More than ever, not everything is knowable to an organization’s leaders. Owen Jacobs, who I referred to in yesterday’s post, argues that leaders may have all of the important elements of a situation but may not be able to connect all of the dots. The information may be coming from the outside environment, or within the organization. Therefore, in order to help their organizations connect the dots, leaders need to design their organizations so that information can more easily turn into knowledge, and that knowledge can be acted upon quickly.
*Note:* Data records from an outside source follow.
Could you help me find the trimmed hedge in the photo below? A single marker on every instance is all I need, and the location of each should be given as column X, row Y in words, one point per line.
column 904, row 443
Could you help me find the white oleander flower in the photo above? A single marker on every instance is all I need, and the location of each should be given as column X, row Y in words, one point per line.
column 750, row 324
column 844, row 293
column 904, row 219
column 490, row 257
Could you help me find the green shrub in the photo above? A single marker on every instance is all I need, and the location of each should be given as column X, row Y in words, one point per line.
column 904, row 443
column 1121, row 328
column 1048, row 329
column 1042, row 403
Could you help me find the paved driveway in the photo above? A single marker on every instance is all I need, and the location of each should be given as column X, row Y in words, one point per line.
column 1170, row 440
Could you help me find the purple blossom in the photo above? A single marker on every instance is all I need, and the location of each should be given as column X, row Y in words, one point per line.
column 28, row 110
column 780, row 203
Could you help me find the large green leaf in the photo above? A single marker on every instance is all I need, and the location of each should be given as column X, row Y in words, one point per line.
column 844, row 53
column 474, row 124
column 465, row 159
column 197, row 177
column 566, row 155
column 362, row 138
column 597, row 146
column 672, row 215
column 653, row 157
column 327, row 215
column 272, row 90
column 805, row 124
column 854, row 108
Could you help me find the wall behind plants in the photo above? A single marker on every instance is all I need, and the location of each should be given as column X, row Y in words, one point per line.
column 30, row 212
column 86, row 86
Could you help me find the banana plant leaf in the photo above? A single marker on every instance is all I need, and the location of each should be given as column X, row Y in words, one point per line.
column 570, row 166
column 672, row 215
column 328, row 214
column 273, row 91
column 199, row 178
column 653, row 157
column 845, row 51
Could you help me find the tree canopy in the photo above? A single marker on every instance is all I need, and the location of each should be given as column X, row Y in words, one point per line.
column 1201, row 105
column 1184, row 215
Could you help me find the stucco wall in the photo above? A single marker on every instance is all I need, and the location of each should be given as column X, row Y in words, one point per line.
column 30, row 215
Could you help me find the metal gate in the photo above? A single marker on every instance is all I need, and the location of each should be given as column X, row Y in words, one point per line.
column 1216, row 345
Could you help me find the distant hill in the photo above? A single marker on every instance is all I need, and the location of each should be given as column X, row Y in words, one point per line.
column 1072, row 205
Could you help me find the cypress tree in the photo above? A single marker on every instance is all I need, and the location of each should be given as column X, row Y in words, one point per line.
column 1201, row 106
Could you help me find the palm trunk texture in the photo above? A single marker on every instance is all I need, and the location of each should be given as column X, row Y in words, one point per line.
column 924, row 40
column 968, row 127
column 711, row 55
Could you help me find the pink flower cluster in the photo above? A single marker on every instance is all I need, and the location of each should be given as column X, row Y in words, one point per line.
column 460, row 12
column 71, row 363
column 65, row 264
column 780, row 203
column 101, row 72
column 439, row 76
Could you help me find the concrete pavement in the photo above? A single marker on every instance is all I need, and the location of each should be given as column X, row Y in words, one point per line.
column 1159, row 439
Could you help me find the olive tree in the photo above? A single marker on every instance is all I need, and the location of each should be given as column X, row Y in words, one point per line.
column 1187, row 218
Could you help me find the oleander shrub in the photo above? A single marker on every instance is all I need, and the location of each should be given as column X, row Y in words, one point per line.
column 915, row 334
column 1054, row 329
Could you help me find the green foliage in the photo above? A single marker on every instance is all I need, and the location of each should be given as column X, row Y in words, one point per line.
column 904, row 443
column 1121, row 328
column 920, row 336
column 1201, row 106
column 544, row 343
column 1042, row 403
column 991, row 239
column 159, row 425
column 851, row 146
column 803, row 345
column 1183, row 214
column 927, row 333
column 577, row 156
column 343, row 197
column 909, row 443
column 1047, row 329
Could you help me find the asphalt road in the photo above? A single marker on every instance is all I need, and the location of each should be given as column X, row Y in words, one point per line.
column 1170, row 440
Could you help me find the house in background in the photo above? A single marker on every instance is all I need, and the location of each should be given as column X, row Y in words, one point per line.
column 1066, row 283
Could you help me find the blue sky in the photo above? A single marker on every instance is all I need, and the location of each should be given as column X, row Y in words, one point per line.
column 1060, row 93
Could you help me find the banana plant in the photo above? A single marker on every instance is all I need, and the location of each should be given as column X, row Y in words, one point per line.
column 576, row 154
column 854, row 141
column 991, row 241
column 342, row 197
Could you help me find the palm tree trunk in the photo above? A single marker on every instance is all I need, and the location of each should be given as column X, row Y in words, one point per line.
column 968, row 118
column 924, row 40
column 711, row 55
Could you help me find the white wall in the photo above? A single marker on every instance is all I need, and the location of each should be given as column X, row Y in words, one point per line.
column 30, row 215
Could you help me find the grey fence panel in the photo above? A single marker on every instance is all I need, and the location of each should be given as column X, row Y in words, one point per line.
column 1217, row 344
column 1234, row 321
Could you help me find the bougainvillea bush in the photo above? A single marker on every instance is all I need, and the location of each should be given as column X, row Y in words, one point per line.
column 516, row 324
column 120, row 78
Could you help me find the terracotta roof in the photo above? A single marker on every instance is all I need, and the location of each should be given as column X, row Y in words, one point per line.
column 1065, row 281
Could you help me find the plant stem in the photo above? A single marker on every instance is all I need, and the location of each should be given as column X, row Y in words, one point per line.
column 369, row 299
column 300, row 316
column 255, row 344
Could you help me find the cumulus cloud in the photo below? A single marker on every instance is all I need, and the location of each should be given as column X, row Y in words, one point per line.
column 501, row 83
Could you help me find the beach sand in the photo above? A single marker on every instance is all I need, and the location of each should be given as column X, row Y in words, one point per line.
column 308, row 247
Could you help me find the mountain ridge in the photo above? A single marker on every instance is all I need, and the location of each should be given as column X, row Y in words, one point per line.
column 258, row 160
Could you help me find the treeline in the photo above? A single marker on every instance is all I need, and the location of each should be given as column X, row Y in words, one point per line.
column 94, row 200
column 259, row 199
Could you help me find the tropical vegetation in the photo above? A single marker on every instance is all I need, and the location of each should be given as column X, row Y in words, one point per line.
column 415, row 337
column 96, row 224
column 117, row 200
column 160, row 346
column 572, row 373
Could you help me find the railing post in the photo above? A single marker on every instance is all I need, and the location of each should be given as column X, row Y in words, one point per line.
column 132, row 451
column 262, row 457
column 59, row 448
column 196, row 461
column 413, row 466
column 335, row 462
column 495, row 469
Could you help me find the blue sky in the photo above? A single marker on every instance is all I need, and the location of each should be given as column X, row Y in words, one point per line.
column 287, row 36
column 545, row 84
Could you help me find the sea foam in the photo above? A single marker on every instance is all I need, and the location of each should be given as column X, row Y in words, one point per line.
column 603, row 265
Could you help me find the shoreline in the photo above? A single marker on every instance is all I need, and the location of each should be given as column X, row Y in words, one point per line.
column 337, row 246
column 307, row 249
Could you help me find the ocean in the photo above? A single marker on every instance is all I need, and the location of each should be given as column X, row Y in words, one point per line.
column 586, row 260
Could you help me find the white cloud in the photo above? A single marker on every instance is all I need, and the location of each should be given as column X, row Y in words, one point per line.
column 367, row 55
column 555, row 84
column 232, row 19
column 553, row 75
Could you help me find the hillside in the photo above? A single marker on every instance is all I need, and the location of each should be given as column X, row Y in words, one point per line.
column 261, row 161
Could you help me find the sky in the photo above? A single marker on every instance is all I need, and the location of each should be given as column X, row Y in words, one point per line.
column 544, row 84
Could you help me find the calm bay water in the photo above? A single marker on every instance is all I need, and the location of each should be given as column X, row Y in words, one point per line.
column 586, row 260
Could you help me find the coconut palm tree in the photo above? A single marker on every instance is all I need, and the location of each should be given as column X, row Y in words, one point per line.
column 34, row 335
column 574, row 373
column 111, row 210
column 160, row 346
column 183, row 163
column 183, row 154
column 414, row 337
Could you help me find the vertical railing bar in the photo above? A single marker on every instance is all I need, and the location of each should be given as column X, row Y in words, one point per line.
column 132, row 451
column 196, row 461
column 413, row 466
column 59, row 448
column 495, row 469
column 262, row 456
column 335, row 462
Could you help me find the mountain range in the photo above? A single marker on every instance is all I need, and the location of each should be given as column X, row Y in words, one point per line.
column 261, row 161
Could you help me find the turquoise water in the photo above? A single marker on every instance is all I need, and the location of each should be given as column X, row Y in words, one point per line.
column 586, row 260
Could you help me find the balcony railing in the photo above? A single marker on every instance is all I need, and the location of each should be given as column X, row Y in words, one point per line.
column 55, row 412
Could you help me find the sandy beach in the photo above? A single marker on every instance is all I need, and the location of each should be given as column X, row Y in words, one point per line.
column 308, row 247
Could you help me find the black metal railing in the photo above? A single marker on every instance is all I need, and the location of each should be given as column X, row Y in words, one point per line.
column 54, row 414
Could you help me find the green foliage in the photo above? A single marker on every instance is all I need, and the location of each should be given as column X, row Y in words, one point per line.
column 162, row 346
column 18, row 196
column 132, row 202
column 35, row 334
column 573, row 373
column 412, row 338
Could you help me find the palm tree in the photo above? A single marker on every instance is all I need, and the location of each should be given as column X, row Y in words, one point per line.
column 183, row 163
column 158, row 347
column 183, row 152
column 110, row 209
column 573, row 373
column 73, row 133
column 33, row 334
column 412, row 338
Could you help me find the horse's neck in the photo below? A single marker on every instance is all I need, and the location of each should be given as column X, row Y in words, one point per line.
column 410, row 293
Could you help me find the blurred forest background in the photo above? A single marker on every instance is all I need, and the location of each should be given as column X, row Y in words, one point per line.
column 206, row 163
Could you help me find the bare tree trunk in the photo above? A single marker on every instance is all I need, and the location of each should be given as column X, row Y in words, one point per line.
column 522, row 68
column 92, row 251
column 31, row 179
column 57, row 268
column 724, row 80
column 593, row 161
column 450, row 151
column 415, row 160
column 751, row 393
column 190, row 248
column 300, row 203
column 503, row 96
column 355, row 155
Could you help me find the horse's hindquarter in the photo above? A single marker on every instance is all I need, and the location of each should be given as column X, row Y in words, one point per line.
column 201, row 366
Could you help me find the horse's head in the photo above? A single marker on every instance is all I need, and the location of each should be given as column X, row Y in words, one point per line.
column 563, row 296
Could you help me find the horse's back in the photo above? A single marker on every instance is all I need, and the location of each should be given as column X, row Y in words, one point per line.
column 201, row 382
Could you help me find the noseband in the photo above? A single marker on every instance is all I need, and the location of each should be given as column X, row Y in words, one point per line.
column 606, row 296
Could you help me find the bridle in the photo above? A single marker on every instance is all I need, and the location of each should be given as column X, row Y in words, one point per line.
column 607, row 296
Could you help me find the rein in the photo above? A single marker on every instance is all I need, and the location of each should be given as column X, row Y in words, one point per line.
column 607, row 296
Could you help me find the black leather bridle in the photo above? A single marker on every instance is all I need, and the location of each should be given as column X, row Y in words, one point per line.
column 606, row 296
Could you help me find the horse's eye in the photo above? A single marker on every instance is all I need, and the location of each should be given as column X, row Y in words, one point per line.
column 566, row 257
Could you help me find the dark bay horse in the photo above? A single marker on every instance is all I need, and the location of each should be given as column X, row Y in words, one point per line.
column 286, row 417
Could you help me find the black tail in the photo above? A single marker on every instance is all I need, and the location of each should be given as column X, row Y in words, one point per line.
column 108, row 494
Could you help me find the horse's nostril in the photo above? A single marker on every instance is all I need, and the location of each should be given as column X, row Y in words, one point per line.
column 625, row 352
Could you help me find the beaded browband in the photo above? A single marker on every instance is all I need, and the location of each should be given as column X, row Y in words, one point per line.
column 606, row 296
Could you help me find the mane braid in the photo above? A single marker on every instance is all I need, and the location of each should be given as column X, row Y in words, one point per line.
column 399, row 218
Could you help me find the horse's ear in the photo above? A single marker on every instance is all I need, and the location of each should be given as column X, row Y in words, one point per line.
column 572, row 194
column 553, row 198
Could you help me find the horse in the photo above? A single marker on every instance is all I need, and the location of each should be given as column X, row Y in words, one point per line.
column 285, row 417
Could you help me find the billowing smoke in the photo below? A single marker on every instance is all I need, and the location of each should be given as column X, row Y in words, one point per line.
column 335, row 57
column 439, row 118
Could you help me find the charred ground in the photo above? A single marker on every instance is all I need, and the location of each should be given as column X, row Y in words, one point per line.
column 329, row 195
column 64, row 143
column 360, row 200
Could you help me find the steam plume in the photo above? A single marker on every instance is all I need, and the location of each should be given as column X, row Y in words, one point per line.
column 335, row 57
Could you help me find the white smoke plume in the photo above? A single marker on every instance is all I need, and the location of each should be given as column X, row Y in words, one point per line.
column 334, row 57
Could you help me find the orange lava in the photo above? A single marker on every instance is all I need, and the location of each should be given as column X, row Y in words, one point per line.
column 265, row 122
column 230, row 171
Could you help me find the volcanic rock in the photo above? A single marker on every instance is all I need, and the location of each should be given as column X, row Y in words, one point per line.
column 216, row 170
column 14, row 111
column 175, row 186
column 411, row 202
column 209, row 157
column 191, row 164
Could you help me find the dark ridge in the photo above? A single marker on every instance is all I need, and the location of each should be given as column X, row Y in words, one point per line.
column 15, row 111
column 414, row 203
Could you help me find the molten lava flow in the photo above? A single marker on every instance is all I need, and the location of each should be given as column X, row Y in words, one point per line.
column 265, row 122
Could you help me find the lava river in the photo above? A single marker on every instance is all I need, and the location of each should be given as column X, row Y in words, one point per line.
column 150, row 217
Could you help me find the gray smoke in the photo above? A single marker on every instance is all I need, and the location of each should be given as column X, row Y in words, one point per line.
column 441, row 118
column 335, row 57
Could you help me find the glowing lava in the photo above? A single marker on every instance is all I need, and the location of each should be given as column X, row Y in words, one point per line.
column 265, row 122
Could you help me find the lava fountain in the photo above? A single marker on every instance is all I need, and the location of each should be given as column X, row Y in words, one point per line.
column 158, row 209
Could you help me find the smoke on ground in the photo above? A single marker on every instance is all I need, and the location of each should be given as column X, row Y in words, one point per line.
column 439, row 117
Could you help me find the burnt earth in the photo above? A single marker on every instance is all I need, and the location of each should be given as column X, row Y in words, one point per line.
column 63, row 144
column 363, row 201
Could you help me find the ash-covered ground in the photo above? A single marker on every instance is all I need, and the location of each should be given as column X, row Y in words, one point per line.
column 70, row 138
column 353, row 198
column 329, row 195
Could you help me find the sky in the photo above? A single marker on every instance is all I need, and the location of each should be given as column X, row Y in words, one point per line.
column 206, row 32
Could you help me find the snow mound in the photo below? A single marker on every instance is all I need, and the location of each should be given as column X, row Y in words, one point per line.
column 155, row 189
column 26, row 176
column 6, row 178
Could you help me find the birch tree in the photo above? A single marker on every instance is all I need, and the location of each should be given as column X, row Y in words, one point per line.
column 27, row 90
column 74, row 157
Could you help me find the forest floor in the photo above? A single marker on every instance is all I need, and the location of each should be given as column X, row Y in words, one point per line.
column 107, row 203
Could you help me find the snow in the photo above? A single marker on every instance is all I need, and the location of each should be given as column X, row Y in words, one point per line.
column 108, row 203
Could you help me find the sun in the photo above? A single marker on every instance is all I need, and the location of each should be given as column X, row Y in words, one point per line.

This means making sure that you have created an environment in which employees are encouraged to freely speak up. I recently moderated a panel of distinguished business leaders here in San Francisco. While discussing this topic, a top banking executive told us that she has been on the road constantly, holding All-Hands and skip level meetings. When an employee at any level asks a challenging question, she has learned, and taught her leaders, to not react. By listening with an open ear, and answering all questions honestly and openly, she has created an environment that encourages trust. By encouraging trust, she is able to effectively gather the intelligence she needs to make more intelligent decisions.
The more uncertain the environment, the more leaders must open the lines of communication. I have worked with leaders who wanted to hold all information tight until they had everything figured out. Inevitably, this fuels the rumor mill. On the other hand, I have worked with leaders who are comfortable communicating both what they know and don’t know. Ironically, this creates more trust.
What are you doing to productively address the uncertainty in your business environment?